Onda de impacto das tarifas de Trump: o mercado de commodities enfrenta uma reestruturação



No dia 2 de abril, que Trump chamou de “Dia da Libertação” no primeiro aniversário dessa data, ele assinou nesse dia dois novos documentos de tarifas, levando a guerra comercial a um novo patamar: primeiro, impôs um aumento de 100% das tarifas sobre medicamentos patenteados e ingredientes farmacêuticos importados, com base na cláusula 232 do “Trade Expansion Act” de 1962, ao mesmo tempo que disponibiliza um caminho para isenções ou redução de tarifas para forçar as empresas farmacêuticas a chegarem a acordo; segundo, mantém tarifas de 50% sobre vários produtos importados de aço, alumínio e cobre, e aplica uma tarifa única de 25% sobre bens manufaturados e produtos derivados que contenham esses metais.

Uma série de medidas tarifárias tem impactos no mercado de commodities em múltiplas camadas.

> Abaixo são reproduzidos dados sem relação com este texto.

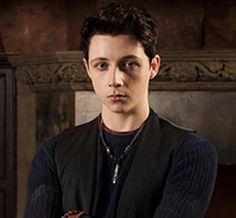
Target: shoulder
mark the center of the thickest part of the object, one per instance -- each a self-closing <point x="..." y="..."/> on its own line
<point x="81" y="129"/>
<point x="197" y="152"/>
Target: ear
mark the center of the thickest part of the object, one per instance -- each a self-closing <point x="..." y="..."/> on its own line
<point x="86" y="67"/>
<point x="155" y="64"/>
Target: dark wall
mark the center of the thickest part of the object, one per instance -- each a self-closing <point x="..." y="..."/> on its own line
<point x="42" y="25"/>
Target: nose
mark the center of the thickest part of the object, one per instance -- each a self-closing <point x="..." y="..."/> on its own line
<point x="115" y="78"/>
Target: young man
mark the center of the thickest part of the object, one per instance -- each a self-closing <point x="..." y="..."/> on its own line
<point x="127" y="162"/>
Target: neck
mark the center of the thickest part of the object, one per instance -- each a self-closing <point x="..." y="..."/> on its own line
<point x="124" y="122"/>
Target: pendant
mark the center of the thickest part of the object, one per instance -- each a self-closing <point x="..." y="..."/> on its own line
<point x="115" y="174"/>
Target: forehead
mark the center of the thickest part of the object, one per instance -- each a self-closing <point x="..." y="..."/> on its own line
<point x="114" y="47"/>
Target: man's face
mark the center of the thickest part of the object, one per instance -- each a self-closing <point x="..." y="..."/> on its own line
<point x="120" y="72"/>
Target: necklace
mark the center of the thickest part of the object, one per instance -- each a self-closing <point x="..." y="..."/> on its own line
<point x="117" y="159"/>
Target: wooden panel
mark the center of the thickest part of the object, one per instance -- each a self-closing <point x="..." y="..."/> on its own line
<point x="7" y="145"/>
<point x="2" y="127"/>
<point x="2" y="204"/>
<point x="224" y="197"/>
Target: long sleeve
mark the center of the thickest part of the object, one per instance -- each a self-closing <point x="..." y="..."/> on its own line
<point x="190" y="182"/>
<point x="44" y="194"/>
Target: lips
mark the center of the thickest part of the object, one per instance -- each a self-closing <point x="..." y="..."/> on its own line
<point x="117" y="97"/>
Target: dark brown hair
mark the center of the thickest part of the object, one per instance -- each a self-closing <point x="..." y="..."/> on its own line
<point x="121" y="18"/>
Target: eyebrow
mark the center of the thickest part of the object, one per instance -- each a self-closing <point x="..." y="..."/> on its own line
<point x="106" y="59"/>
<point x="98" y="59"/>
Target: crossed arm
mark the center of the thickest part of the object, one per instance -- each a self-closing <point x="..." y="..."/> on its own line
<point x="187" y="192"/>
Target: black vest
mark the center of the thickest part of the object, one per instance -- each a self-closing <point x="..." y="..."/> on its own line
<point x="76" y="156"/>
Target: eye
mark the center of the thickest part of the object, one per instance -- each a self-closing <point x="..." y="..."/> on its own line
<point x="102" y="66"/>
<point x="129" y="65"/>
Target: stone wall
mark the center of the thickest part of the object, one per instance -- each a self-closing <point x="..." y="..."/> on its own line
<point x="46" y="26"/>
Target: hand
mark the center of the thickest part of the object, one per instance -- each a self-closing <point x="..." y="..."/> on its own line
<point x="74" y="214"/>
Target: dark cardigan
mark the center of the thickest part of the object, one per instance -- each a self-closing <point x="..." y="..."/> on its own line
<point x="171" y="174"/>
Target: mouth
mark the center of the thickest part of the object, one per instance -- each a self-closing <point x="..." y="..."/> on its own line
<point x="117" y="97"/>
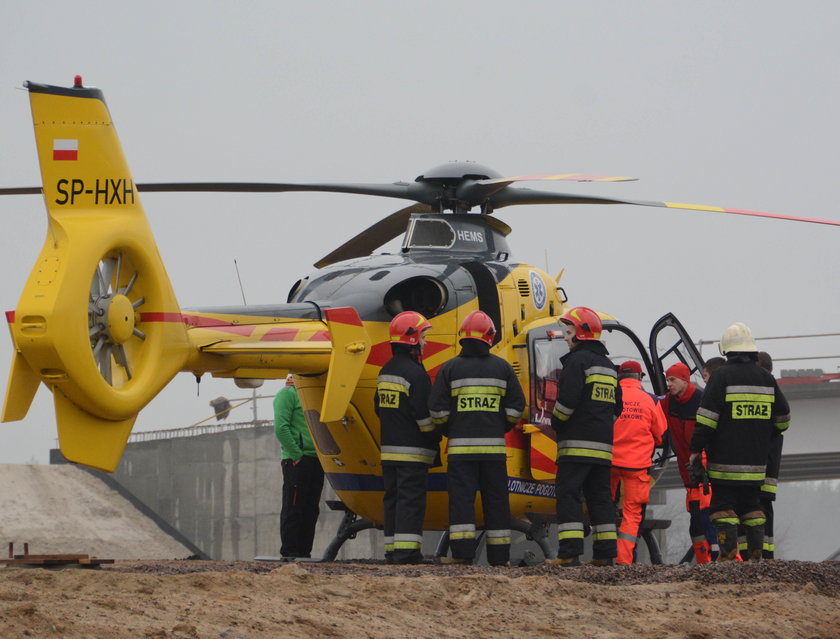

Em primeiro lugar, o aumento de 50% das tarifas sobre o aço, o alumínio e o cobre faz subir diretamente os preços desses metais de base no mercado dos EUA, que por sua vez se repercute nos custos das indústrias a jusante, afectando o sistema global de preços de metais. Em segundo lugar, embora a tarifa de 100% sobre medicamentos seja dirigida a um sector específico, reflecte a actualização abrangente da política comercial “America First” do governo Trump, o que significa que, no futuro, mais bens podem ser incluídos no âmbito de tarifas elevadas e que os fluxos de comércio global enfrentarão uma reestruturação. Em terceiro lugar, a política de tarifas cria um efeito de sobreposição com o conflito geopolítico no Médio Oriente — o preço do petróleo dispara para mais de 110 dólares devido à tensão geopolítica, enquanto as barreiras comerciais elevam os preços dos bens industriais; ambos em conjunto agravam a pressão inflacionária global.

Neste contexto, a atracção por activos reais como o ouro é ainda mais reforçada. No entanto, é necessário ter em conta que o dólar, devido à entrada de capitais em busca de refúgio e ao fortalecimento das expectativas de superavit comercial, exerce, por sua vez, uma pressão sobre as commodities cotadas em dólares. Trump, no discurso de 1 de abril, já libertou sinais contraditórios em que coexistem “retirada” e “continuação do combate”; se a situação entre os EUA e o Irão se aliviar e o efeito inflacionário das tarifas for absorvido pelo mercado, o mercado de commodities poderá assistir a uma forte reprecificação.